Dramatizations take the events of a novel, short story, or even a long poem and create a theatrical production or film from them. The story may be altered to fit the new form. This means that new dialogue and additions scenes may be added, or they may be taken away. It’s impossible to dramatize every scene from a novel or every line from a real-like encounter.
Dramatization pronunciation: Drah-muh-teh-zay-shun
A dramatization is a film or play that was adapted from real-life events or another literary form. These productions take the events that took place in the real world and make them as interesting as possible for the viewing audience.
The producers usually attempt to stick as close as possible to the original story or to the real-life events, but not always. It’s not uncommon to see changes made in order to make a film or play more interesting.
Types of Plays and Films
There are many types of plays and films that one might find are dramatizations of other events. Some of these are listed below:
- Tragedy: dark, sorrowful, and dramatic. Tragedies are usually based around human suffering, disaster, and death. They usually end traumatically for most characters involved. Sometimes there is a traditional tragic hero. Ex. Romeo and Juliet and Brokeback Mountain.

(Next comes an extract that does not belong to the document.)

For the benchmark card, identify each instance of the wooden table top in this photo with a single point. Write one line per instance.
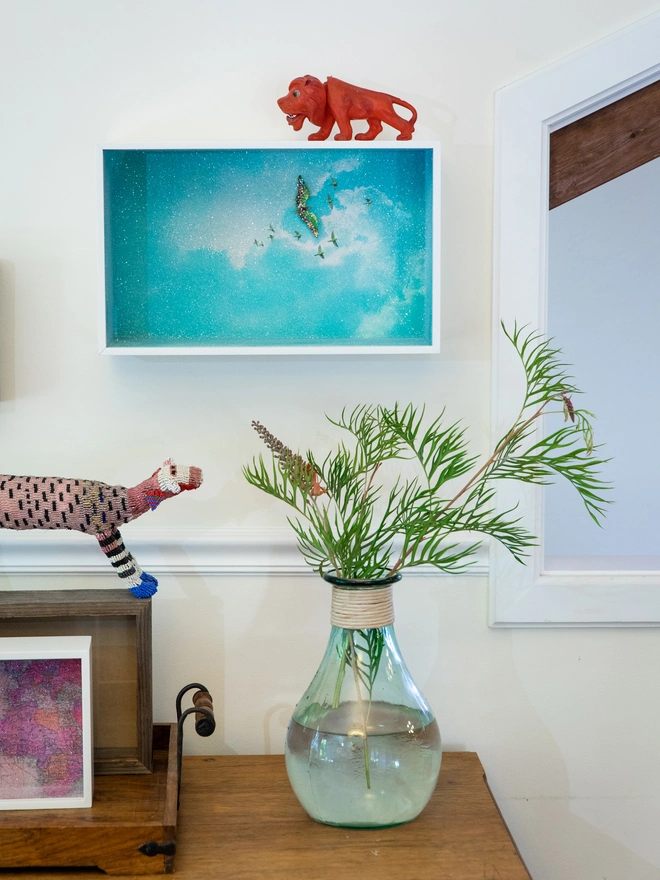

- Comedy: light in tone, intended to make the audience laugh. They usually have a happy ending with offbeat characters doing absurd things. Comedy might be sarcastic, fantastical, or sentimental. Farce is a sub-genre of comedy. Ex. A Midsummer Night’s Dream and Borat.
- History: focuses on actual historical events. Can have elements of both tragedies and comedies. They were popularized by William Shakespeare. Ex. King John and Frida.
- Tragicomedy: contains elements of both comedies and tragedies. The play might be series, with some comedic moments and a happy ending. Ex. O Brother, Where Art Thou?
- Melodrama: emotions are more important than details in melodramas. Ex. Ghost.
Examples of Dramatizations
Into the Wild by John Krakauer
This well-loved novel was published in 1996. It was based on an article published in Outside magazine in 1993, telling the story of Chris McCandless. The book was later dramatized into a film in 2007. It starred Emilie Hirsch, Marcia Gay, and William Hurt, along with Kristin Stewart, Jena Malone, and Vince Vaughn. Here is a quote from the novel:
So many people live within unhappy circumstances and yet will not take the initiative to change their situation because they are conditioned to a life of security, conformity, and conservatism, all of which may appear to give one peace of mind, but in reality, nothing is more dangerous to the adventurous spirit within a man than a secure future.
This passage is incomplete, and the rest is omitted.